Angèle Etoundi Essamba
Angèle Etoundi Essamba was born in Douala and grew-up in Yaoundé. As a young girl, she went to Paris where she received her education. Later on she moved to the Netherlands where she trained at the Nederlandse Fotovakschool ( Netherlands professional school of photography). Etoundi Essamba gained international recognition with exhibitions all over the world. Her photographs were first displayed in 1985 at the Maison Descartes in Amsterdam. Exhibitions followed throughout the world ( Africa, Europe, Asia, South America and the United States ), and her work has appeared in a number of publications : Passion 1989, Contrasts 1995, Symboles 1999, Noirs 2001; La Métamorphose du sublime, 2003, Dialogue 2006, Voiles & Dévoilements, 2008, I-dentity- Eye-dentity, 2010 and is also part of several public and private collections.

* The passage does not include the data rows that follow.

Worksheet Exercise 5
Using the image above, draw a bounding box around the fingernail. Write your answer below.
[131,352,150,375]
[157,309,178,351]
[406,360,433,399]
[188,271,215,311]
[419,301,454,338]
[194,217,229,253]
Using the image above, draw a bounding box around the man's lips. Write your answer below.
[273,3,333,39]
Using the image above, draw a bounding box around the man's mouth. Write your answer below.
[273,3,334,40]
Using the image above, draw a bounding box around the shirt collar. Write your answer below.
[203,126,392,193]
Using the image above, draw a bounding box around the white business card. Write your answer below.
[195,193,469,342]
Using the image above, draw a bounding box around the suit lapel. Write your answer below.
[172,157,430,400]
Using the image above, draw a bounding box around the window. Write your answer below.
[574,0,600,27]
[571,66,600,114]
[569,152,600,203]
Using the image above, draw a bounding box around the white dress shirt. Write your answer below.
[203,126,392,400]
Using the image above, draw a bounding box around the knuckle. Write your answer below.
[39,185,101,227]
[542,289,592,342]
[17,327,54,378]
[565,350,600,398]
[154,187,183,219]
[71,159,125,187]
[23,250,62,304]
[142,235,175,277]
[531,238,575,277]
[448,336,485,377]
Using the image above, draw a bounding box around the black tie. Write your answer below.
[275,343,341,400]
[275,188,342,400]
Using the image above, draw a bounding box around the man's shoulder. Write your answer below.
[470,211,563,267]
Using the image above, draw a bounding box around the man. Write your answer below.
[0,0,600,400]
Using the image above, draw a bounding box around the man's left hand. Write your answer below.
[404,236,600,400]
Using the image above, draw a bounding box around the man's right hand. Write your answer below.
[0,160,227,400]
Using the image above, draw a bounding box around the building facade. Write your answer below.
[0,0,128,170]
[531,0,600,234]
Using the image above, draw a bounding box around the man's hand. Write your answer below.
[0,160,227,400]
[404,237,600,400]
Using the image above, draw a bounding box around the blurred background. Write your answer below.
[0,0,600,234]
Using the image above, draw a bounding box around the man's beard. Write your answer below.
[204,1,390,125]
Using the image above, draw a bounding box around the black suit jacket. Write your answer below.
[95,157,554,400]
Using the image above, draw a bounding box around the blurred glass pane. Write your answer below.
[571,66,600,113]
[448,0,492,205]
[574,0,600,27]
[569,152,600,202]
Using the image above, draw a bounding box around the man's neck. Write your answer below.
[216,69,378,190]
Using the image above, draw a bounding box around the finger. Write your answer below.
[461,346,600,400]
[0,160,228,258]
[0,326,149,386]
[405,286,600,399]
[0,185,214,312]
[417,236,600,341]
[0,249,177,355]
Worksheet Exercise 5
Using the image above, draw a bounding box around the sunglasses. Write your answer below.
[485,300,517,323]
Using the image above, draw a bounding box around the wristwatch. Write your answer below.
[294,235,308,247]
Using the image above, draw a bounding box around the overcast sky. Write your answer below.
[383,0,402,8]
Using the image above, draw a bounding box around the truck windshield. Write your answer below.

Etoundi Essamba has a long and recognized trajectory in realization of photographical register of black women. In her work, she breaks from stereotypical representations of an Africa torn by famines, epidemics and wars, instead celebrating the cultural richness and diversity of the continent. Her varied background means her outlook is equally aesthetic, idealistic, realistic, intimate and societal. Therefore, she joins the spirit of humanistic photography, a strong attachment to the values of communion, solidarity and equality between men.
Angèle’s work has a deep influence of her own multicultural trajectory ( born in Cameroon, raised in Paris and a Dutch Citizen). She is focused in the creation of black women portraits that question the concepts of identity, alterity and cultural duality, in order to promote mutual respect, understanding and tolerance. Her work shows pride, strength and consciousness of African women and the relation between tradition and modernity. So she presents a vision of Women, Africa and its culture.
"Essamba’s uses the human body as an aesthetic plain to represent the mental reality of exile and life between two cultures (...)" *
* Joelle Buscat, Alters et ego in Femmes dans les Arts d’Afrique, Dapper Museum, Paris.